Henry Wadsworth Longfellow, ed. Poems of Places: An Anthology in 31 Volumes.
Spain, Portugal, Belgium, and Holland: Vols. XIV–XV. 1876–79.
The River Deva
By Robert Southey (17741843)A
Now calm and lovely in its summer course,
Held by those huts its everlasting way
Towards Pionia. They whose flocks and herds
Drink of its water call it Deva. Here
Pelayo southward up the ruder vale
Traced it, his guide unerring. Amid heaps
Of mountain wreck, on either side thrown high,
The widespread traces of its wintry might,
The tortuous channel wound: o’er beds of sand
Here silently it flows; here from the rock
Rebutted, curls and eddies; plunges here
Precipitate; here roaring among crags,
It leaps and foams and whirls and hurries on.
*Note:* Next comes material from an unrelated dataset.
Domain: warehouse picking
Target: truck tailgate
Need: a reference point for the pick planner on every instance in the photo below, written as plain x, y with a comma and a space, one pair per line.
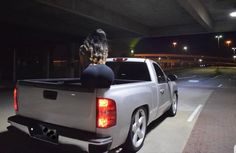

Gray alders here and bushy hazels hid
The mossy side; their wreathed and knotted feet
Bared by the current, now against its force
Repaying the support they found, upheld
The bank secure. Here, bending to the stream
The birch fantastic stretched its rugged trunk,
Tall and erect from whence, as from their base,
Each like a tree, its silver branches grew.
The cherry here hung for the birds of heaven
Its rosy fruit on high. The elder there
Its purple berries o’er the water bent,
Heavily hanging. Here, amid the brook,
Gray as the stone to which it clung, half root,
Half trunk, the young ash rises from the rock;
And there its parent lifts a lofty head,
And spreads its graceful boughs; the passing wind
With twinkling motion lifts the silent leaves,
And shakes its rattling tufts.
The ascending vale,
Long straitened by the narrowing mountains, here
Was closed. In front a rock, abrupt and bare,
Stood eminent, in height exceeding far
All edifice of human power, by king
Or caliph, or barbaric sultan reared,
Or mightier tyrants of the world of old,
Assyrian or Egyptian, in their pride;
Yet far above, beyond the reach of sight,
Swell after swell, the heathery mountain rose.
Here, in two sources, from the living rock
The everlasting springs of Deva gushed.
Upon a smooth and grassy plat below,
By Nature there as for an altar drest,
They joined their sister stream, which from the earth
Welled silently. In such a scene rude man
With pardonable error might have knelt,
Feeling a present Deity, and made
His offering to the fountain nymph devout.